Aber wenn wir das mal mit etwas Abstand und objektiv betrachten, dann waren das Publikationsformen für jedermann, lange bevor so etwas wie das Internet oder Selfpublishing allgemein verfügbar waren. Magazine, die in ebenfalls einer Art von Selfpublishing erschienen sind.
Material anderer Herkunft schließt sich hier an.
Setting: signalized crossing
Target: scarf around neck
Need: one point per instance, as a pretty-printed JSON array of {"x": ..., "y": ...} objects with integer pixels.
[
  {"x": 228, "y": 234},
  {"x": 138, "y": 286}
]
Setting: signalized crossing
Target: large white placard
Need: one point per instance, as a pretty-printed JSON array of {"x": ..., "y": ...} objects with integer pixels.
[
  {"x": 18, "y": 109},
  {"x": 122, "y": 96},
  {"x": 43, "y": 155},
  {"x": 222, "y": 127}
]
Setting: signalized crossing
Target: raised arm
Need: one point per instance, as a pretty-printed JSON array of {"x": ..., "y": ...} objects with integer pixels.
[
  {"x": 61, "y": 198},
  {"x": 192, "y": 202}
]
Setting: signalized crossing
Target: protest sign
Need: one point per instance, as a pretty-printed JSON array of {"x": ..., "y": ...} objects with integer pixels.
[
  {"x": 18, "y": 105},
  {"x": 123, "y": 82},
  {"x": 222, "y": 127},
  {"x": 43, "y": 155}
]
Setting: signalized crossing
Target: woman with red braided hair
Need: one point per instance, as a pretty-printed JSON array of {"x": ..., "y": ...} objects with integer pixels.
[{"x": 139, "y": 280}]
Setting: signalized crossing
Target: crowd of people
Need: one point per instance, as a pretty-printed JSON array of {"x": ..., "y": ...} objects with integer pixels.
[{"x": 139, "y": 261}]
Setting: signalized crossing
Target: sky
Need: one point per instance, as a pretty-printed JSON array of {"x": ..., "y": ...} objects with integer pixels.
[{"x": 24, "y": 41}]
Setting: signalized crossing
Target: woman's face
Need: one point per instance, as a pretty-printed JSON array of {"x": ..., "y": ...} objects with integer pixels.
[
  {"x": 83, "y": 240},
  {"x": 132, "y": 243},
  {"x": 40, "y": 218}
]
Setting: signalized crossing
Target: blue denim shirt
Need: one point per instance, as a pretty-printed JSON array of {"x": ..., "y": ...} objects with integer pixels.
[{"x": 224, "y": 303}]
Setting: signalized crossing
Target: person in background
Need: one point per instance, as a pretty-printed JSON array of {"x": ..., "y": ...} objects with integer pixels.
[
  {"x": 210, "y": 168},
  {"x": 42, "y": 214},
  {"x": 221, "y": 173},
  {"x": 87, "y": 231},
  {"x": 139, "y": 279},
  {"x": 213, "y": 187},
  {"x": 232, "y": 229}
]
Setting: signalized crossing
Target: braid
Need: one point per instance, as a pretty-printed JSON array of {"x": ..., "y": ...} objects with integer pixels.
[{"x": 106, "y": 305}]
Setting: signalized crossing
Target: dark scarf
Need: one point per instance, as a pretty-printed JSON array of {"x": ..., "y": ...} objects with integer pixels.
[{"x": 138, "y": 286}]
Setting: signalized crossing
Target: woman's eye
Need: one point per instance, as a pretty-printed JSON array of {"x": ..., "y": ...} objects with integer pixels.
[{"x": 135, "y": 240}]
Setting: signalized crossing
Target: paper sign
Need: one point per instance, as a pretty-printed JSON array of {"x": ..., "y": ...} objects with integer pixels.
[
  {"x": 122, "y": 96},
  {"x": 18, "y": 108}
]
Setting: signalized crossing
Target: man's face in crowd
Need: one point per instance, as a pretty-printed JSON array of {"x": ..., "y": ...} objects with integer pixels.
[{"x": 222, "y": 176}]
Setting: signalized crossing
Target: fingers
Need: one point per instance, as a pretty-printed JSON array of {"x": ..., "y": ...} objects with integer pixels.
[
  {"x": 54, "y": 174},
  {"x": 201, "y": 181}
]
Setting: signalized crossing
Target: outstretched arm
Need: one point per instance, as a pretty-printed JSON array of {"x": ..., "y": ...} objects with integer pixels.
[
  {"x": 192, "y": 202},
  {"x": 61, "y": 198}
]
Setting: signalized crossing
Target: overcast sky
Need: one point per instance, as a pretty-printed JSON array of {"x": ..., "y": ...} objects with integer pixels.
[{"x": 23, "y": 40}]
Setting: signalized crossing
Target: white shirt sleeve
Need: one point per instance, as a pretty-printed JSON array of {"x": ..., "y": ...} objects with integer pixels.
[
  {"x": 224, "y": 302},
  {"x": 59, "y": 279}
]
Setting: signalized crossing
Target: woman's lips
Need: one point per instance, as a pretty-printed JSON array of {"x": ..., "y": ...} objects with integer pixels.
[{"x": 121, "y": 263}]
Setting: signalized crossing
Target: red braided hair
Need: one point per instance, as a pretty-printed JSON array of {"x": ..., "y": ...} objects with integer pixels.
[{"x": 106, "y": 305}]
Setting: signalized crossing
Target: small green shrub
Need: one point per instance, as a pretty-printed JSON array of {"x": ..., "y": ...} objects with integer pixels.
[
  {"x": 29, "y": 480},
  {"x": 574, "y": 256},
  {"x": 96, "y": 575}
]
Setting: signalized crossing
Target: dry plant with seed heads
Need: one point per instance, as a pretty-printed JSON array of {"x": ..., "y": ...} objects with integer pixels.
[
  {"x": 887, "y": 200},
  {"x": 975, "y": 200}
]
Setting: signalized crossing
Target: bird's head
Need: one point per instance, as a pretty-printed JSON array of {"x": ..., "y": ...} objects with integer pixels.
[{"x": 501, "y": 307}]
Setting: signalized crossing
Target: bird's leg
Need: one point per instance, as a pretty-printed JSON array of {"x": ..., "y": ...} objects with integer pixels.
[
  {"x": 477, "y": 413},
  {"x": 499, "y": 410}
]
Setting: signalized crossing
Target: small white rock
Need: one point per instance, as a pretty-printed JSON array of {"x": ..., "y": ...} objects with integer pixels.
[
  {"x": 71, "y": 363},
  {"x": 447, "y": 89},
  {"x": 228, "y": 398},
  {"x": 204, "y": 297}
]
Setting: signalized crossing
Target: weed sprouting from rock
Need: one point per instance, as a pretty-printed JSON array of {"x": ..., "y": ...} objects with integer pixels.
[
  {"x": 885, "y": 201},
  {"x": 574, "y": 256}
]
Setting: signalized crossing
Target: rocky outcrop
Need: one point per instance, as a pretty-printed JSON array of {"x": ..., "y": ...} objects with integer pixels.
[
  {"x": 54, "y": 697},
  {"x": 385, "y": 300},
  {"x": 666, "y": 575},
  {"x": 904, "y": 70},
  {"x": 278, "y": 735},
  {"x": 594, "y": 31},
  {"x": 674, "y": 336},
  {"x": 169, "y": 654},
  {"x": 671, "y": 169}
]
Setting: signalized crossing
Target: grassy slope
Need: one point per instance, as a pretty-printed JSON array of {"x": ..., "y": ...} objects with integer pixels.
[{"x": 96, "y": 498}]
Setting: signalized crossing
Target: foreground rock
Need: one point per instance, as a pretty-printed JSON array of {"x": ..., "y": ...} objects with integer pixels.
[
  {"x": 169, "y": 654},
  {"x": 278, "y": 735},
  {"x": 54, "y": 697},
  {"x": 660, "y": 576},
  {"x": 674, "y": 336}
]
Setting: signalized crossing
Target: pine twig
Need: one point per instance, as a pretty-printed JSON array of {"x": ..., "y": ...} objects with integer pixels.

Und da kommen wir zum Punkt: Angesichts dieser jahrzehntelangen Historie des Selfpublishings im deutschen SF-Fandom kann ich absolut nicht nachvollziehen, warum etliche Protagonisten dieses Gerontenstadls dieser Gruppierung heutzutage via Selfpublishing veröffentlichte Werke oder Kurzgeschichtensammlungen pauschal als »Mist« ablehnen, ohne auch nur mal ein Blick hinein geworfen zu haben? Warum finden Selfpublishing-Werke keinerlei Berücksichtigung, wenn es um Preise aus dem Dunstkreis »deutsches SF-Fandom« geht, Veröffentlichungen in Fanzines – die heute bisweilen noch wie mit Spiritusumdruck hergestellt wirken, selbst wenn sie eine Webpräsenz sind – aber schon? Wird da mit zweierlei Maß gemessen? Weil »wir das noch nie so gemacht haben«? Warum? Ich kann es einfach nicht nachvollziehen, denn es gibt fraglos im Bereich SF via Selfpublishing haufenweise bemerkenswerte Veröffentlichungen, sogar welche, die anderswo Preise einheimsen können. Warum werden die nicht zur Kenntnis genommen? Weil gerade die Juroren für SF-Preise eine neue Technologie wie eBooks und eBook-Reader als neumodisches Teufelswerk ablehnen und lieber verzückt an Druckerschwärze und Buchrückenklebstoff von bedrucktem Totholz schnüffeln? Und weil sie nicht erkennen, dass Selfpublishing so weit vom Fandom-Klassiker Fanzine nicht entfernt ist? Oder sind sie vergrätzt, dass wir heute in der Lage sind, Storysammlungen via Amazon großflächig unters Volks zu bringen, statt nur zwei Handvoll handgeklammerter nach Sprit riechender Umdruck-Hefte verteilen oder per Post verschicken zu können? Warum lehnen Urgesteine, die uns früher mit mehr oder weniger schlecht kopierten Fanzines zweifelhaften Inhalts gequält haben (die aber dennoch als Fan-Arbeit selbstverständlich liebens- und bemerkenswert waren), heute andere Fans ab, die eigentlich genau dasselbe tun?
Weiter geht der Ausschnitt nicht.